Ontology Alignment Evaluation Initiative - OAEI-2021 CampaignOAEI OAEI

Complex track - Populated Enslaved subtrack - Evaluation

There are three alignment systems enrolled in the complex track, which are AMD, AMLC, and AROA. Besides these three systems, we also evaluated other alignment systems. The systems were run on the Populated Enslaved dataset [1], and output alignments were evaluated as described below.

Evaluation Methodology

In this subtrack, the alignments are automatically evaluated over the populated enslaved dataset which contains around 74k instance data from real-world datasets. In order to assess the quality of a mapping, there are two dimensions that we can look into. We can first evaluate if a mapping contains the correct entities that should be involved based on the reference alignment. Another dimension is the relationship between these entities, e.g., equivalence and subsumption. Based on this, we break the evaluation procedure down into three subtasks, which are entity identification, relationship identification, and full complex identification.

  1. Entity Identification

    For each entity in the source ontology, the alignment system is asked to list all of the entities in the target ontologies that are related to it in some way.

    For example:

    owl:equivalentClasses(ont1:A1 owl:intersectionOf(ont2:B1 owl:someValuesFrom(ont2:B2 ont2:B3))

    The goal in this task is to find the most relevant entities in the ont2 to the class ont1:A1. In this case, the best output would be ont2:B1, ont2:B2, and ont2:B3.

    The result is evaluated based on precision, recall, and f-measure.

  2. Relationship Identification

    For each alignmnet, the system should then endeavor to find the concrete relationships, such as equivalence, subsumption, intersection, value restriction, and so on, that hold between the entities. In terms of the example above, an alignment system needs to eventually determine that the relationship between the two sides is equivalence. Table 1 shows the different similarity that we used in the evaluation for different situations. We do not penalize the incorrect relationship by giving a ZERO value because that would completely neglect the entity identification outputs without considering whether it is a reaonable result or a completely incorrect one.
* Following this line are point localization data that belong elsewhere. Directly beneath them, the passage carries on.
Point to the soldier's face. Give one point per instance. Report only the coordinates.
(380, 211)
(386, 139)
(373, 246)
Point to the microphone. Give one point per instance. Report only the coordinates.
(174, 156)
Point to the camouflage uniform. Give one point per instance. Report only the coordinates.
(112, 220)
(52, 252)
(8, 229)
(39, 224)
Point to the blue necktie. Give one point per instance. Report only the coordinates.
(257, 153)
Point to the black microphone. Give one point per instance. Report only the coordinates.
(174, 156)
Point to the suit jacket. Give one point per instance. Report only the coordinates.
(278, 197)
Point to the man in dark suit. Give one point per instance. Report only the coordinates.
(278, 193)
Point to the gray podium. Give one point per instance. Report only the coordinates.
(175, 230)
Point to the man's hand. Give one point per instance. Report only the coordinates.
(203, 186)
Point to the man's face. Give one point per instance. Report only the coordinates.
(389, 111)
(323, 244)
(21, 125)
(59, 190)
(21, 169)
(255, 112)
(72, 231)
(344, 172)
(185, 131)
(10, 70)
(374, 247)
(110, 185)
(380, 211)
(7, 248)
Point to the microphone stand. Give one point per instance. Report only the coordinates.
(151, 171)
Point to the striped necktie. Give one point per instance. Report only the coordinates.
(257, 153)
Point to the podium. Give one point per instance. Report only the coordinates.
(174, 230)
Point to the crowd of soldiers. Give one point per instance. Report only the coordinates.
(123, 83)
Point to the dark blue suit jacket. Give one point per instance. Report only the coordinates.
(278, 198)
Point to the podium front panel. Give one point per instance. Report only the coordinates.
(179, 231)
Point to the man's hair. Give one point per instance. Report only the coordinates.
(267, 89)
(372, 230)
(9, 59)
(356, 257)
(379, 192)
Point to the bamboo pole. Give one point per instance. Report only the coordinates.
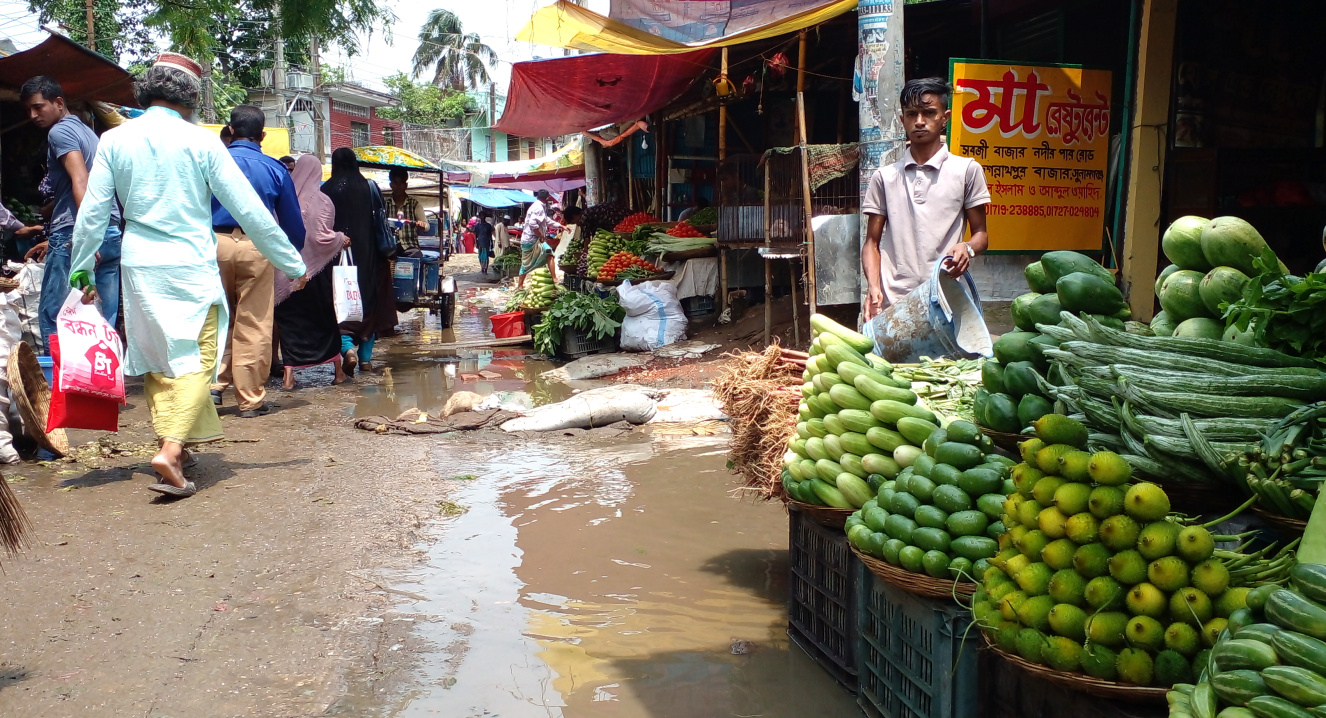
(723, 155)
(805, 171)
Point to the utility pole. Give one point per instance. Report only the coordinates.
(92, 28)
(492, 122)
(316, 68)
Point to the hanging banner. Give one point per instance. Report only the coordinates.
(699, 20)
(1042, 136)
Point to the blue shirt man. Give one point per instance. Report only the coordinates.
(273, 186)
(72, 146)
(247, 276)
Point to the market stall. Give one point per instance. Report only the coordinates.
(1123, 511)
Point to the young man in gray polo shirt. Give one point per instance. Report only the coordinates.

    Table 1. Similarity for Relationship Identification

    Found Relation Correct Relation Similarity Comment
    = = 1.0 correct relation
    1.0 correct relation
    1.0 correct relation
    = 0.8 return less information, but correct
    = 0.8 return less information, but correct
    = 0.6 return more information, but incorrect
    = 0.6 return more information, but incorrect
    0.3 incorrect relation
    0.3 incorrect relation
  3. Full Complex Alignment Identification

    This task is a combination of the former two steps. We multiply the results from the entity identification by the similarity of the relationship as the relaxed precision, recall, and f-measure. To be accurate, it could also have been better aggregated with other aggregation functions rather than multiplication. [2]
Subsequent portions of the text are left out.